= Ping Shuai Gong =

Hand-swinging form of exercise

Ping Shuai Gong (平甩功 (平甩功, Píng Shuǎi gōng, Swinging hand workout)) is a hand-swinging, yangsheng/nourishment of life exercise pioneered by Taiwan Qigong (氣功) master Li Feng-shan (李鳳山).

== History ==
The pioneer of Pingshuai is Taiwanese Qigong master Li Fengshan.

== Benefits ==
Pingshuai is simple. It has health-giving properties. Daily Pingshuai is claimed to enhance immune system, improves balance, makes joints and muscles more flexible, fortifies muscles, joints and bones, enhances blood and Qi circulation, replenishes energy, relaxes, calms and clears the mind, and sharpens senses. Pingshuai has been claimed to cure/alleviate many ailments, including insomnia, constipation, back pain, soreness and numbness of the legs or feet, arthritis and even cancer.

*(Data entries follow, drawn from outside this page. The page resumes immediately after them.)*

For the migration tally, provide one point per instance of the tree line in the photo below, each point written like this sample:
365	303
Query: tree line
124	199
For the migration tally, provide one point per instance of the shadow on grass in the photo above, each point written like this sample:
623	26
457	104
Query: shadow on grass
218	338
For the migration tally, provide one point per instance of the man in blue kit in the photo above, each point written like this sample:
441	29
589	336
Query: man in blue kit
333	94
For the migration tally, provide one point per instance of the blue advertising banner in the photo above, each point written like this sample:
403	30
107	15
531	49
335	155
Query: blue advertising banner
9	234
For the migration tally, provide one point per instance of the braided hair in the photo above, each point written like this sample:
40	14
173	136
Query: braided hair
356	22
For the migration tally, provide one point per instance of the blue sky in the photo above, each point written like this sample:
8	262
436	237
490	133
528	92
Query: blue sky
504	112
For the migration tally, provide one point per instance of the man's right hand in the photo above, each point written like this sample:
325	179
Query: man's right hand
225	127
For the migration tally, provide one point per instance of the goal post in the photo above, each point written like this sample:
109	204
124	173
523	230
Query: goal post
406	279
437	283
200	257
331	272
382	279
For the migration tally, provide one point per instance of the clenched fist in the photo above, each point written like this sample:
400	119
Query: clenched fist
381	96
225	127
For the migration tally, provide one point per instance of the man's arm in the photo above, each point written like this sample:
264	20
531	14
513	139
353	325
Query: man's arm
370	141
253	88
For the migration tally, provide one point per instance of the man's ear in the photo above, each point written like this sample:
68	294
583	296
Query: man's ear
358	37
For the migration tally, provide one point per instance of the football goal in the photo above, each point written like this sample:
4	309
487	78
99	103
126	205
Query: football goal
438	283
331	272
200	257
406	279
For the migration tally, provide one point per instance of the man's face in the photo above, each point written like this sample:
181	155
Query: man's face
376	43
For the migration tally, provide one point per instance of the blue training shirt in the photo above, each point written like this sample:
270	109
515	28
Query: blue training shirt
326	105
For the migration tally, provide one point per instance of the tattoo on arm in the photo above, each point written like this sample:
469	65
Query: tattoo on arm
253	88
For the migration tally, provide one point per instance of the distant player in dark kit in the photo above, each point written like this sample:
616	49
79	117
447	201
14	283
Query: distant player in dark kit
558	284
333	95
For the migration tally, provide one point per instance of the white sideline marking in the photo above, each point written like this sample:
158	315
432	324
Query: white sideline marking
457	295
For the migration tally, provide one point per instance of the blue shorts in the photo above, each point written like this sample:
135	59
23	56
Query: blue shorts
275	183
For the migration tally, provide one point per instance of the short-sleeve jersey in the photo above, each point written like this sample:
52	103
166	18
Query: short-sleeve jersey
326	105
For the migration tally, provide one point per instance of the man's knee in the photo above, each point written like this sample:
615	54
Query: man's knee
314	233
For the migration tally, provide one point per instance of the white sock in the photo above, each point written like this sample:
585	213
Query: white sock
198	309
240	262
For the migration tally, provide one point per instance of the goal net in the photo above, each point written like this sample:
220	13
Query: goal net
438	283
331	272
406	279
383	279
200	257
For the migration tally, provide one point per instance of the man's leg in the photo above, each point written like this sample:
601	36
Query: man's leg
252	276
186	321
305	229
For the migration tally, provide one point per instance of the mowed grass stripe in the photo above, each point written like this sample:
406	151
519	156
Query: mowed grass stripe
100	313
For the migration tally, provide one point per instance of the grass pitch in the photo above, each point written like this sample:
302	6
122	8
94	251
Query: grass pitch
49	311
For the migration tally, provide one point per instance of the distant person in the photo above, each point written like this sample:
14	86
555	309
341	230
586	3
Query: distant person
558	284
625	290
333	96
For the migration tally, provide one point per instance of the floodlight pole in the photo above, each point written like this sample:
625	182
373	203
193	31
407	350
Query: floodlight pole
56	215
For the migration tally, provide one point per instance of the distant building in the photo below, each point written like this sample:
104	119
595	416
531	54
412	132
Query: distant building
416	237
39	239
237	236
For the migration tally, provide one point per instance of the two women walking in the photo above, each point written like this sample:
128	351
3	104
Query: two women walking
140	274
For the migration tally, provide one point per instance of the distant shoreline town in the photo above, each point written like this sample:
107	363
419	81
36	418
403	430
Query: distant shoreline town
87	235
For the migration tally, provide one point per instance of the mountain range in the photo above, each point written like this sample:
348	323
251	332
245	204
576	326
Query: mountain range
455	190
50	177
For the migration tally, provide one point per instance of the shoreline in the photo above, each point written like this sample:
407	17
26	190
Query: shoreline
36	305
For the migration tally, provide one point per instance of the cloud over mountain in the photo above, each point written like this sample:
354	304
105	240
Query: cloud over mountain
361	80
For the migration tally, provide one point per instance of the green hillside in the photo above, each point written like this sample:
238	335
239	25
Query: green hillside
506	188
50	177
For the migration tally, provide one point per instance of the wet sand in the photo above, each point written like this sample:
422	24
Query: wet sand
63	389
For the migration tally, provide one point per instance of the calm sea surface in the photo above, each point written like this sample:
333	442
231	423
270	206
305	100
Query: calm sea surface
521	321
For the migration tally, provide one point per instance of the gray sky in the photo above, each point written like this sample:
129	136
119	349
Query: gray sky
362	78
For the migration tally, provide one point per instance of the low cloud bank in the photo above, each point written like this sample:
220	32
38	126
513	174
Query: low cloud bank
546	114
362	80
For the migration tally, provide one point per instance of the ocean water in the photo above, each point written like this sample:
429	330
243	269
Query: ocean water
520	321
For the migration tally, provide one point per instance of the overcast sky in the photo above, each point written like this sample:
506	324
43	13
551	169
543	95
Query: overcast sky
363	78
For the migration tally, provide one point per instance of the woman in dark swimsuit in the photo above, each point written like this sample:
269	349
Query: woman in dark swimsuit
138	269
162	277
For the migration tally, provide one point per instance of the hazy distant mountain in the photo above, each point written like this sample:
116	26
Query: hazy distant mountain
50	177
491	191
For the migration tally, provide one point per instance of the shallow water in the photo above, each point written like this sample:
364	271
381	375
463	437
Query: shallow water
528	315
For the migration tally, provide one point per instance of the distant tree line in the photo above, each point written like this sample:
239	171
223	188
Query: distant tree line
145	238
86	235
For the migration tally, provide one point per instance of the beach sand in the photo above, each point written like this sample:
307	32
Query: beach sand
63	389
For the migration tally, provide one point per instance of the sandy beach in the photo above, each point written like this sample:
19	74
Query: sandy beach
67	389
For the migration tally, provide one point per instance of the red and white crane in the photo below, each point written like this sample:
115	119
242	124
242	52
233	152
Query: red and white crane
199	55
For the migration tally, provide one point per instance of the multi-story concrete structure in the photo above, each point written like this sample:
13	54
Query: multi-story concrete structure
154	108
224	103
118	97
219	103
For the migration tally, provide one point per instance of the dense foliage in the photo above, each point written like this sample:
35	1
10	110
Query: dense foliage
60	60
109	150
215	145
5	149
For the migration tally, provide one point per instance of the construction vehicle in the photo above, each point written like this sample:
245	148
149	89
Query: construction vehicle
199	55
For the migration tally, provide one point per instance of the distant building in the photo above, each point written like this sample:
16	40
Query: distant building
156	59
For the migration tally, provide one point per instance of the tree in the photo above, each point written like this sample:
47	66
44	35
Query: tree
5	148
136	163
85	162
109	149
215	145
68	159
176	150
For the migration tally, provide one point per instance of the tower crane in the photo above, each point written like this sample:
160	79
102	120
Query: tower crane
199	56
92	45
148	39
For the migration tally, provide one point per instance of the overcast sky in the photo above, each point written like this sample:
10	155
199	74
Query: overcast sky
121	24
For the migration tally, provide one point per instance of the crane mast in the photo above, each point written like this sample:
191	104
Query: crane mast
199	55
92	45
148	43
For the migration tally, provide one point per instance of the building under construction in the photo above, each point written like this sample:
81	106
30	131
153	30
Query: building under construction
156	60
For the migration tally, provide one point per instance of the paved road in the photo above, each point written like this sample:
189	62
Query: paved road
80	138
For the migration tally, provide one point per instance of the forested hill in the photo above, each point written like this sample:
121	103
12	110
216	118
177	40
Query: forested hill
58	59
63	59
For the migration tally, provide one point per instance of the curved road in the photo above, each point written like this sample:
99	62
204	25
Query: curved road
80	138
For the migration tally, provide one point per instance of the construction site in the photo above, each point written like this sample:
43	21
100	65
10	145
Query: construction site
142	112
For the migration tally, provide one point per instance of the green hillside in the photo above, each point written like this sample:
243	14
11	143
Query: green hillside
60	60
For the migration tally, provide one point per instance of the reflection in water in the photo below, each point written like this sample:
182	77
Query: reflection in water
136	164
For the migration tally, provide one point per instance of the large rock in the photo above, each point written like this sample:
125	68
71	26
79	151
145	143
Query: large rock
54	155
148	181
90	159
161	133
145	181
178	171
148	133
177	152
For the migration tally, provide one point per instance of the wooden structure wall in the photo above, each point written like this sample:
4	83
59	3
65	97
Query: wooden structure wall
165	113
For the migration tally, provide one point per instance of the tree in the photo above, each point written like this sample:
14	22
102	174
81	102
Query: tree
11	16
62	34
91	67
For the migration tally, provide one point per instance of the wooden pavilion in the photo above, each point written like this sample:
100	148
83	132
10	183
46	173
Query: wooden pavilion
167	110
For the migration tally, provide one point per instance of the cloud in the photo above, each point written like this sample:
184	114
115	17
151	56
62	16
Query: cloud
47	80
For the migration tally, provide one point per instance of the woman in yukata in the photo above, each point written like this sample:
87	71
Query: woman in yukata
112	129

Researchers observed brain waves during Pingshuai exercise. They reported that alpha waves gradually activated. In alpha state stress levels and anxiety decline, depression down and memory and creative thinking improve.

Li claimed that humans are energy, and internal energy is connected with external energy. He teaches self-control allows practitioners to better cope with the outside world.

== Practice ==
Standing with legs at shoulder width, both arms move in parallel, swinging forward up to shoulder height, then swinging back until they are behind the body. On every fifth swing, the knee slightly bends and quickly springs back.

Li recommends 3 daily periods of exercise for at least 10 minutes each time. Avoid drinking cold water immediately after the exercise.